L'Afrique en mouvement - Afrik53.com : Infos 7J/7 le Lundi 7 Septembre 2015 à 09:48 | Lu 1913 fois

A l’entame du Conseil des ministres du mercredi 2 septembre 2015, Alassane Dramane Ouattara, le dictateur d’Abidjan, a lâché ceci, sous la pression nationale et internationale : « Nous sommes ouvert au dialogue, et que le dialogue doit être constructif et les uns et les autres doivent faire preuve de responsabilité, quand la Côte d’Ivoire est en paix ».



Et comme pour prévenir ses éventuels interlocuteurs qu’en réalité, il n’est pas disposé à céder la moindre parcelle de son dispositif de fraudes électorales massives, Ouattara enchaîne en dévoilant ce qui les attend : « Je constate que la dernière élection s’est bien déroulée par la Commission électorale indépendante.

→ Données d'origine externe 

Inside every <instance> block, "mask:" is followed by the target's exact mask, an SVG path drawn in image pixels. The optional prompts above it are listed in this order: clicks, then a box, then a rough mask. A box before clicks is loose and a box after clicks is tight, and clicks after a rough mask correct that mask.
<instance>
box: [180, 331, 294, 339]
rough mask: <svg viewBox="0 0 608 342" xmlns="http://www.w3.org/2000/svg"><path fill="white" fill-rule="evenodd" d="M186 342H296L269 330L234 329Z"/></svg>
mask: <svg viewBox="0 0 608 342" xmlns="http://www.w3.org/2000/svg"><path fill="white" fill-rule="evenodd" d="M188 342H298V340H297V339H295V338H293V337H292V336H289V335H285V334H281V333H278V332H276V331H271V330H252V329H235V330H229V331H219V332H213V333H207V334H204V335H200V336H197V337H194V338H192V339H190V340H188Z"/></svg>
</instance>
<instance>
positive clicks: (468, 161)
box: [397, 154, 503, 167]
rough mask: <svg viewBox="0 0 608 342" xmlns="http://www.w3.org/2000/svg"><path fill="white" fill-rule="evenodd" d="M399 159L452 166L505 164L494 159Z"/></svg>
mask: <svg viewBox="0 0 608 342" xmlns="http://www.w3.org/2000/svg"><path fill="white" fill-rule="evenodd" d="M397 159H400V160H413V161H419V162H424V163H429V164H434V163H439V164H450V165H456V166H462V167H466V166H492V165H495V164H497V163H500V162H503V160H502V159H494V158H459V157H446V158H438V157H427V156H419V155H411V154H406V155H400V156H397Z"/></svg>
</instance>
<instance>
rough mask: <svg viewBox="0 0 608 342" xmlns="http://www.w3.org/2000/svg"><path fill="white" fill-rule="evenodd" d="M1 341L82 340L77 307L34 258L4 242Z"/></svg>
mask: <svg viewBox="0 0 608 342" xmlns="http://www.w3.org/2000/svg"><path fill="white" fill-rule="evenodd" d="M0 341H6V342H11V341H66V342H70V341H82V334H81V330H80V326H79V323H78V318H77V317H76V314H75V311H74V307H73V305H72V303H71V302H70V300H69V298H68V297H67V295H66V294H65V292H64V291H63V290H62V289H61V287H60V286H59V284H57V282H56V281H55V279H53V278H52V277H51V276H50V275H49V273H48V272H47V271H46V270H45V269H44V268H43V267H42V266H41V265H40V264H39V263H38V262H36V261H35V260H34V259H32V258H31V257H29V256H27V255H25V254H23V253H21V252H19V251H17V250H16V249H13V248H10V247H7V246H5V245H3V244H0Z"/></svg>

Au premier tour comme au deuxième tour. Donc la Commission électorale indépendante améliorée doit pouvoir faire son travail en toute sérénité. Et je répète que cette Commission a tout mon soutien. » Et il précise que « rien ne se fera sous la menace ». Et à la presse, après ce Conseil des ministres, le porte-parole du Gouvernement Koné Bruno Nabagné tente de ruiner l’espoir des Ivoiriens pour un dialogue franc, en annonçant que les revendications de l’opposition ne sont plus à l’ordre du jour.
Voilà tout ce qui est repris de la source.